At the back doors to the ambulance I felt the rain start. I looked up to where the clouds had moved under the moon, and in the fifth-floor window I saw Mr. Burke standing, watching the proceedings. The light seemed to go through him, his body too thin to stop it, but he felt more real to me than the man strapped to the board, the eyes unblinking in the rain. I held my breath and bent over, waiting for the feeling to pass. When I looked up again, Mrs. Burke had taken his place. She was holding a suit and a pair of shoes; she reached up her arm and the light went off. "Let's go, Frank," Larry said, and together we loaded Burke's body into the back.
There is an old woman named Doris who for years has been wandering the streets of Times Square.

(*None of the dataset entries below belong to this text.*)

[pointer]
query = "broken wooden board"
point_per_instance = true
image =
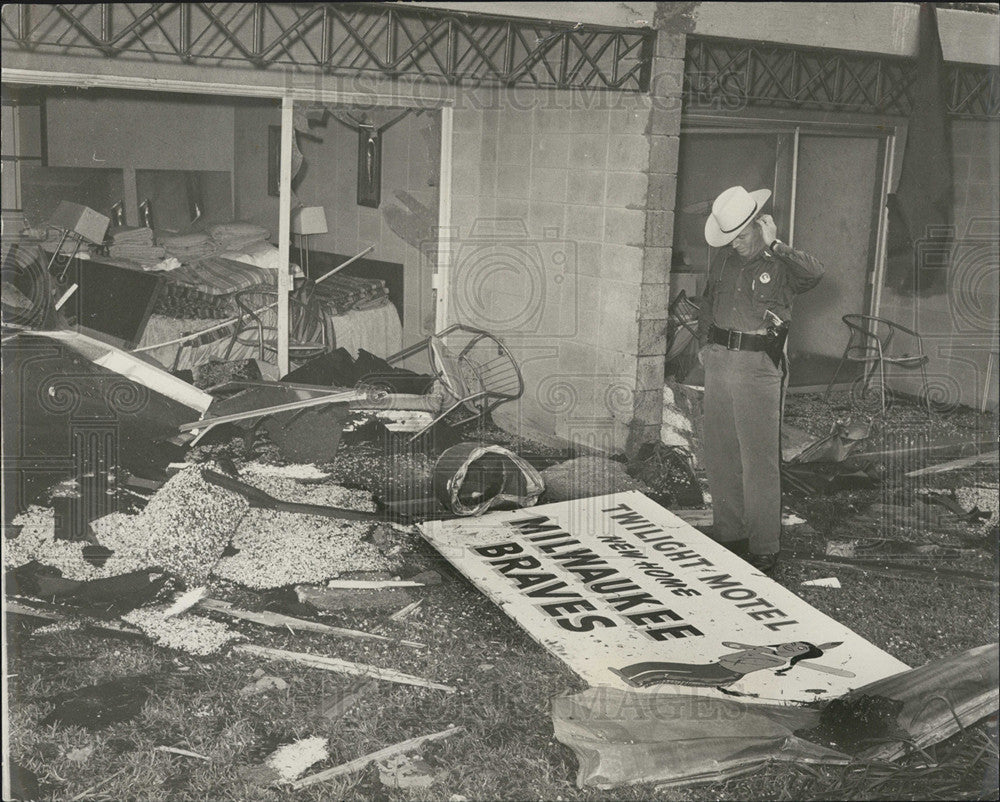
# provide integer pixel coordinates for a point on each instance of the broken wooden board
(341, 666)
(360, 762)
(629, 595)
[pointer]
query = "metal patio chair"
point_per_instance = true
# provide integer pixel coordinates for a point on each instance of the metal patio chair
(870, 341)
(475, 370)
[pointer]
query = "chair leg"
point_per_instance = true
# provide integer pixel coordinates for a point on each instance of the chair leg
(881, 371)
(836, 373)
(926, 390)
(869, 373)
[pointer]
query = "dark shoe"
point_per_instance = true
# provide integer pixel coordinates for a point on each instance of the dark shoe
(741, 547)
(765, 563)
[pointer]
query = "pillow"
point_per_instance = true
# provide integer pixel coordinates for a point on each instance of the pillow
(262, 254)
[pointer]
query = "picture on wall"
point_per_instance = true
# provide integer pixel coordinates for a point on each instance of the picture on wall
(369, 167)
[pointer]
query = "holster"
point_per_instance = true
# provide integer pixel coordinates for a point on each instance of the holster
(776, 336)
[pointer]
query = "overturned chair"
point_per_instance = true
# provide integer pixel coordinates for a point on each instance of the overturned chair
(473, 371)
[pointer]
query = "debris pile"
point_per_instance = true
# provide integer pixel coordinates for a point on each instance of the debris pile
(188, 633)
(281, 548)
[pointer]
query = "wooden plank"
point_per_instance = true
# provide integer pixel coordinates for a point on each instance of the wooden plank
(280, 621)
(347, 698)
(341, 397)
(405, 612)
(342, 666)
(284, 230)
(371, 584)
(360, 762)
(965, 462)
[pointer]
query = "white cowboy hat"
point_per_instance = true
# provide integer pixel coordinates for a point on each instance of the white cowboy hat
(733, 211)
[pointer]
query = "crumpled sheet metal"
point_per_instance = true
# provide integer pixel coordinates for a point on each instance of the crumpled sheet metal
(521, 484)
(622, 737)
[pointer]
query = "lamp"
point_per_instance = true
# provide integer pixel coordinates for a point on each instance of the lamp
(306, 221)
(80, 221)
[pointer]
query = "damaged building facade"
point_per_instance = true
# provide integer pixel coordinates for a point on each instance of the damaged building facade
(541, 186)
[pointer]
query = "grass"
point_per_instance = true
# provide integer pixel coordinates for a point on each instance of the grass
(505, 683)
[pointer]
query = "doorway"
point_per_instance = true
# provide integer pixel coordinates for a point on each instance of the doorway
(828, 189)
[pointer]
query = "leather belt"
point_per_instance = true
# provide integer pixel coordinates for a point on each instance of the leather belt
(738, 340)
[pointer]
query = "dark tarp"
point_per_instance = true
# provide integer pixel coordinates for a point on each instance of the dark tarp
(621, 737)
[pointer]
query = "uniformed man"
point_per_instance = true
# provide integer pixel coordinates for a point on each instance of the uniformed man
(743, 323)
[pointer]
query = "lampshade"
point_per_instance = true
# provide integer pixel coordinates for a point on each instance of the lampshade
(309, 220)
(83, 220)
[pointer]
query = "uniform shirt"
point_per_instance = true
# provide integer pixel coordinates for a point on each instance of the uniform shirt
(739, 292)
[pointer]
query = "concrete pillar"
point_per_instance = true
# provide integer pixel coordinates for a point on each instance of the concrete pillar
(663, 133)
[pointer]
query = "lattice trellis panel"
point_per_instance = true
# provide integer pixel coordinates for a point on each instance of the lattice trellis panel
(343, 38)
(729, 74)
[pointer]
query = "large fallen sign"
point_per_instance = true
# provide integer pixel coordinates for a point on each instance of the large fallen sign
(630, 596)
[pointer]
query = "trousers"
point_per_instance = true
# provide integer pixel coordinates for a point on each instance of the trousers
(742, 426)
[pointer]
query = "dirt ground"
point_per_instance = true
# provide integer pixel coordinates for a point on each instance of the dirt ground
(943, 603)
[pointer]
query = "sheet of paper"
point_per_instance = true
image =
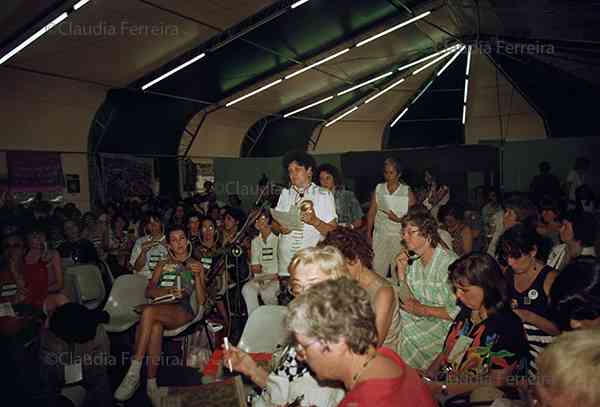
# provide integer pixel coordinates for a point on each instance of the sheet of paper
(289, 220)
(397, 204)
(6, 310)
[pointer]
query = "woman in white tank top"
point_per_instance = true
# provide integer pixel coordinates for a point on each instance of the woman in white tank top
(384, 230)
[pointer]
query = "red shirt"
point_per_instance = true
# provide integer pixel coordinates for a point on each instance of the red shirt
(407, 390)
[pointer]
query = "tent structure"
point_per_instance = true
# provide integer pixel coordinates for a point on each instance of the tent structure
(167, 77)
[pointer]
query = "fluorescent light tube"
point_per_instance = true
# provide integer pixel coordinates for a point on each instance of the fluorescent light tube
(318, 102)
(329, 58)
(80, 4)
(340, 117)
(399, 117)
(435, 61)
(360, 85)
(299, 3)
(468, 60)
(172, 71)
(394, 28)
(34, 37)
(451, 60)
(393, 85)
(427, 58)
(254, 92)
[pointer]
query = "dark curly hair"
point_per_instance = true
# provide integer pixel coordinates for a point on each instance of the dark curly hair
(427, 225)
(302, 158)
(331, 170)
(352, 244)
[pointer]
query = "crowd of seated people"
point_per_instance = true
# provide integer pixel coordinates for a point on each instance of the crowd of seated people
(456, 297)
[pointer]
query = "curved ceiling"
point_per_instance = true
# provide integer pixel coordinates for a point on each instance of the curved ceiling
(249, 43)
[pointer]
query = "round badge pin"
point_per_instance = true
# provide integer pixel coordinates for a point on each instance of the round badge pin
(532, 294)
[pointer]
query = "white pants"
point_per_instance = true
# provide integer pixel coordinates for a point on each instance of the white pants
(267, 290)
(385, 250)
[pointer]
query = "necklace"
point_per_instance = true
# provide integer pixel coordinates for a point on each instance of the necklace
(362, 369)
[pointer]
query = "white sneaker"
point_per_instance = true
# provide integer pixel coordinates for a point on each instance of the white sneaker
(128, 387)
(155, 396)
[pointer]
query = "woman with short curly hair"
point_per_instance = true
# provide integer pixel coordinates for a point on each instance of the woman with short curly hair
(333, 325)
(359, 260)
(430, 305)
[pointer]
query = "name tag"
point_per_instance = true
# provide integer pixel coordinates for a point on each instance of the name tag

She carries all her belongings with her in two tattered canvas bags, and she sleeps in a box next to the playground in Clinton Park. She walks most of the day and night, her bags held just inches above the street, her head down, speaking to the passing ground in bitter tones. She seems to hate everything, but most of all she hates ambulances, for every ambulance she sees is the one that took her daughter away. If I park long enough in the area of Forty-fifth Street and Seventh Avenue, inevitably I'll hear a pounding on the back doors and Doris calling, "Marie, Marie, it's Mama. I'm going to get you out." Then she walks around to the front. "You've got my daughter; she's in there," she'll say. "You give her back." The first few times I saw her, I tried talking to her, but her hatred was uncompromising, exhaustive, a mother facing her child's killers for the first time. "You give her back," she yells, picking up her bags to follow as I drive away.